PS: I don't know if you've read Junot Díaz (I haven't been able to), but they say that he represents a very rich case of a combination of English and Spanish in his narrative.
Absolutely, @josemalavem. Thanks
I have read Díaz. I read his collection of short stories, Drown and The Brief Wondrous Life of Oscar Wao. Amazing prose, gifted storyteller. Language is key in Díaz's work. My students laughed outloud at his "spanglish" and obsenity. His characters are very realistic and fun.

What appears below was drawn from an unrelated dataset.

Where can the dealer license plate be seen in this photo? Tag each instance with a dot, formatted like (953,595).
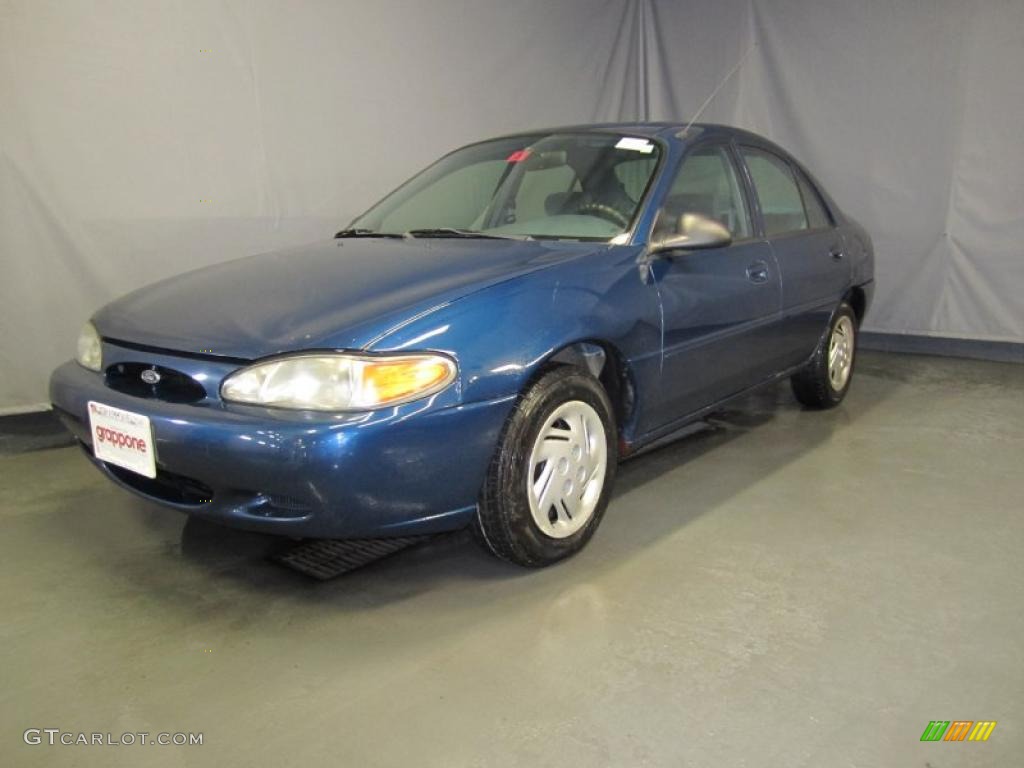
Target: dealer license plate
(123,438)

Why do you call Spanish a synthetic language? I don't think I have ever heard that word used to describe a language before.
Interesting discussion.
What's with the downvote? It really unnerves me. Not deserved at all.
Good questions.
Most languages are synthetic, which means that the way words are arranged to create sentences (syntactic relationship) rely heavily on inflections (particles added to express a grammatical function) or agglutinations.
For example, verbal tenses, number (plural or singular), person (first/I/, second /you/, third /he, she/), etc.

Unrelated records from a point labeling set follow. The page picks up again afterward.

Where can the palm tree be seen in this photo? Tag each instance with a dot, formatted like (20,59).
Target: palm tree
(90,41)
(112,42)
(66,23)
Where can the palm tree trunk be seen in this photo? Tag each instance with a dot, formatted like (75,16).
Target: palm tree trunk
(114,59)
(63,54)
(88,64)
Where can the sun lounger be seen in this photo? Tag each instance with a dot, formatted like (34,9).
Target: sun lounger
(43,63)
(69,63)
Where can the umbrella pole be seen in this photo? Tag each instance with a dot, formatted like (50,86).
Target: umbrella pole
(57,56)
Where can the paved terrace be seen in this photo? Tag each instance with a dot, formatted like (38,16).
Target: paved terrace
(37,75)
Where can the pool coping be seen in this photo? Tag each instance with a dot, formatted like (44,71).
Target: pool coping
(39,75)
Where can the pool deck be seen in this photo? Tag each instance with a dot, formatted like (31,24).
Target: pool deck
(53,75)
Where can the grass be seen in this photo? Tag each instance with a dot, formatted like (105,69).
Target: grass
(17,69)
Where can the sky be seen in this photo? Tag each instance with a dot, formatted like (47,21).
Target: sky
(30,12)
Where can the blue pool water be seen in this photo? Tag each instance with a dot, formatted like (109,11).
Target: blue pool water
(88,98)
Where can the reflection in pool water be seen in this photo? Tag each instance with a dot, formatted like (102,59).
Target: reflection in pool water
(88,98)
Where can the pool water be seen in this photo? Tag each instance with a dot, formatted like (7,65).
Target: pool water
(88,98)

In Spanish, an inflection on the verb is enough to know who is the subject:
escribo (I write), escribes (you write), escriben (they write), escribimos (we write), escribe (s/he writes).
In the case of verbal tense:
Compare
yo como (I eat), yo comí (I ate), yo comeré (I'll eat) in Spanish, an inflection, a particle added to the end of the word marks the verbal tense.
In some cases, the inflection added is derivational, that is, itchanges the grammatical category of the word (sing /verb/...singer /noun/). --er is one of the many bound morphemes in English; it does not mean much alone, but added to another morpheme...
In spanish we have cantar (to sing), cantante (singer); so ...nte would be the bound morpheme that helps create new grammatical categories.
The opposite of synthetic languages would be analytical or isolating languages (such as Chinese or Vietnamese), which rely more on separate word, articles or prepositions to create the syntactic relationships. Modern English has become more analytic, but shares features of both categories.
As for the downvoting issue, we have been told it has nothing to do with the actual content of the post, which makes it more unfair, and that we should not be worried about it. It is a worrying matter nonetheless. Hopefully it will stop. I am just trying to create good content here.
You are doing that. I see you are not alone too. Still, I find even the smallest downvotes depressing, I can't imagine what it must feel like to get one of those huge ones.
Thanks for that in depth explanation. I went right to the language of math which, since it describes abstracts, might be wrongly considered synthetic but it fits the criteria for analytical it seems to me.
Thank you. Yes, it feels bad, but it is beyond our control. Justice and fairness are tricky concepts; in the hands of the powerful they can be dangerously tricky.
About the languages, I guess the terms emphasize the combination of depenent parts in the former vs the separation of elements in the latter.